It is very likely Sinaloa cartel commander Joaquín "El Chapo" Guzman will be extradited to the United States. If and when that happens, Mexican and American authorities believe he will be put in a prison located in Brooklyn, New York.

July 23, 2016: Federal police in Acapulco (Guerrero state) arrested six members of the Beltran Leyva cartel. One of the men arrested allegedly coordinated drug trafficking throughout the city. Security forces have severely damaged the Beltran-Leyva cartel. The U.S. DEA now says that Beltran-Leyva operates as an ally of the Gulf cartel and Los Zetas.

Five people were murdered and 12 wounded during a protest in Tuxtla Gutierrez (Mexico state). The town’s mayor and two municipal officials were among the dead. Witnesses reported gunmen opened fire on a demonstration in the city.

July 19, 2016: A Canadian mining company reported that gunmen attacked its La India mine in Sonora state (200 kilometers east of the city of Hermosillo) and stole significant amounts of gold and silver. One guard was injured in the attack.

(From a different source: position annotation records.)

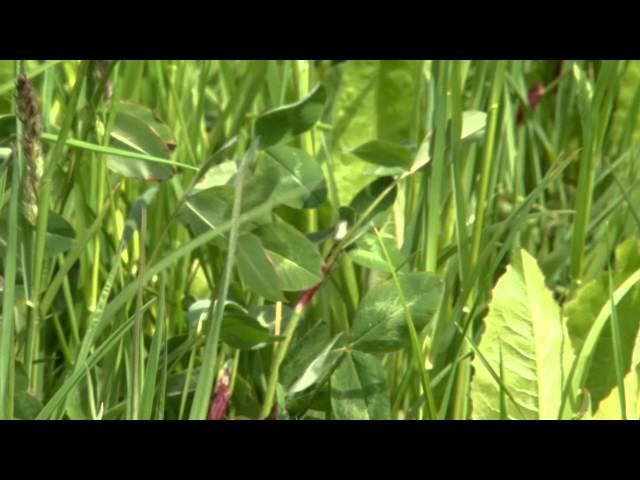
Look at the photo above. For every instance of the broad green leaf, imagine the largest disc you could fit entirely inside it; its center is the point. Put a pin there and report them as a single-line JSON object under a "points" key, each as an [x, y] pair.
{"points": [[473, 123], [525, 345], [359, 390], [315, 369], [209, 208], [282, 123], [26, 406], [245, 333], [136, 130], [369, 254], [376, 100], [384, 153], [255, 270], [295, 258], [239, 329], [303, 351], [609, 408], [368, 196], [380, 324], [218, 175], [298, 171], [60, 235], [582, 311]]}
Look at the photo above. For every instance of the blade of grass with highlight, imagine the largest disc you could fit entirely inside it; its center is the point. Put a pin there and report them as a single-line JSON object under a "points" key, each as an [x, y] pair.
{"points": [[215, 314]]}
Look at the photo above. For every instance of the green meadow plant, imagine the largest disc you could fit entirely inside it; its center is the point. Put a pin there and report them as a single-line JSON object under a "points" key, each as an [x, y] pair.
{"points": [[293, 239]]}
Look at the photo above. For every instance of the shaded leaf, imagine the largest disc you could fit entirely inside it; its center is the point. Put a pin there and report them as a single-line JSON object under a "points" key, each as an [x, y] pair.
{"points": [[582, 311], [136, 130], [254, 268], [280, 124], [369, 254], [298, 172], [359, 390], [380, 324], [295, 258], [385, 154]]}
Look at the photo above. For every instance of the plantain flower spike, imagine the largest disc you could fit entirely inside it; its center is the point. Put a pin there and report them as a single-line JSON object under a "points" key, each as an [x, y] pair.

July 18, 2016: The government approved long anticipated corruption reform legislation. The law is actually a package of seven new laws and definitely an improvement. It was soon noted that none of these new laws required that government officials make public full details of their personal business dealings. Access to the few disclosure statements that are required is limited. In other words, the new anti-corruption laws were mainly for show, not effect.

July 14, 2016: Police in Guatemala arrested 106 men suspected of being narco-gang members. The operation consisted of 146 different raids conduct nation-wide but focused on two criminal organizations, the Mara Salvatrucha and Barrio 18 gangs. Authorities said many of the gangsters were allied with Mexican cartels.

Meanwhile, in Tamaulipas state, a Los Zetas faction is demanding the government protect them from their rival criminal gangs. In exchange the Zetas say they will stop murdering innocent civilians.

Navy personnel discovered 13 tons of cocaine hidden in drums of salsa sauce. The drums were shipped from Guayaquil, Ecuador and headed for the port of Mazatlan (Sinaloa state).

July 13, 2016: The navy recovered 900 kilograms of cocaine floating in barrels off the southern Pacific coast. Authorities believe traffickers left the drugs in the sea for retrieval by cartel operatives in Mexico.

July 10, 2016: The government announced Mexico had 1,746 homicides in the month of May. The previous high for the current government was December 2012 with 1,726 murders.

July 9, 2016: Gunmen have killed 11 people in Cuidad Victoria (Tamaulipas state). The victems belonged to two families and died because the Gulf cartel and Los Zetas are waging a turf war in the city. Though authorities would not identify the gangs, a spokesman said that the murders involved a dispute between two rival gangs in the city.

July 7, 2016: Government security officials believe Ciudad Juarez (Chihuahua state) is on the verge of another outbreak of violence. A security official told Mexican media that a local gang intend to try to drive the Sinaloa cartel out of the city.

July 5, 2016: Teachers in Mexico City announced that they are beginning a strike that could last for an indefinite period of time. A group of 4,000 teacher conducted a protest march in the capital protesting the current administration’s education reforms.

July 4, 2016: Los Zetas gunmen in Nuevo Leon state attacked a security force convoy near the town of Los Aldamas (about 100 kilometers south of the Texas border). Officials said military and Federal police in the convoy returned fire and captured a Zetas SUV which was found to contain several weapons.

July 1, 2016: A new law passed in June has created four special economic zones in the country; the Pacific port of Lázaro Cárdenas; the Isthmus of Tehuantepec (Veracruz and Oaxaca states); an ares in and around Puerto Chiapas (Chiapas state), and the Coatzacoalcos Corridor /Ciudad del Carmen (Campeche state).

June 28, 2016: The government issued a statement acknowledging that a number of citizen search committees (sometimes called search collectives) have formed throughout the country. The groups are trying to search for missing persons, often lost loved ones of members of the search committees. In several cases, state and federal authorities are supporting the groups.